3. Mammoth Cave National Park, KY
"It's always cool there," said one dad from Tennessee, and he wasn't just talking temperature. Beneath the wooded trails and glimmering rivers of the park lies the world's longest cave system: 400 miles of labyrinths, chambers, massive natural pillars, towering underground domes, eerie stalactites, and a winding underground river. Visitors can choose from a variety of guided tours, including a 75-minute stroll ending at a flow stone waterfall and a challenging, six-hour belly crawl through some of the cave's narrowest passages.
4. Yosemite National Park, CA
The towering granite cliffs, sweeping views, flowering meadows, and awe-inspiring giant sequoias here inspired early conservationists, such as John Muir, one of the founders of the Sierra Club, and helped launch the national park system.
5. Boundary Waters Canoe Area Wilderness, MN
Comprising more than a million acres on Lake Superior, this wilderness is a canoeist's and fisherman's paradise, with its thousands of lakes and streams dotted by islands and bordered by sandy beaches, rocky shores, and pristine forests.
6. Acadia National Park, ME
Freshwater lakes, ocean beaches and tide pools, the tallest mountain on the East Coast, 125 miles of hiking trails, and 45 miles of scenic carriage roads -- perfect for walking, biking, and horseback riding -- draw more than 2 million visitors a year to Acadia.
7. Zion National Park, UT
Famous for its Navajo Sandstone cliffs, narrow slot canyons, and natural arches, Zion supports an unusually wide diversity of plant and animal life, owing to its unique geography.

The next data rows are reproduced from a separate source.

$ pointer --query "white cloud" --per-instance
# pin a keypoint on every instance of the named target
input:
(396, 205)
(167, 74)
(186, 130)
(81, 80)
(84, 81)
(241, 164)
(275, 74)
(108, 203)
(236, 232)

8. Grand Canyon National Park, AZ
Carved by the Colorado River over millions of years, the Grand Canyon is overwhelming in its sheer massiveness, extending for 277 miles, stretching up to 18 miles wide and over a mile deep in places, and revealing nearly 2 billion years' worth of geological history.
9. Sleeping Bear Dunes National Lakeshore, MI
Forget ocean beaches and remote deserts: you can explore dramatic sand dunes right here along 65 miles of Lake Michigan shoreline. If you're hankering for something more refreshing, check out the more than 20 inland lakes.
10. Theodore Roosevelt National Park, ND
Teddy Roosevelt's original 19th-century cabin still stands (relocated next to the South Unit Visitor Center), and bison, wild horses, and elk continue to roam these rugged North Dakota badlands, thanks to an ongoing wildlife management program.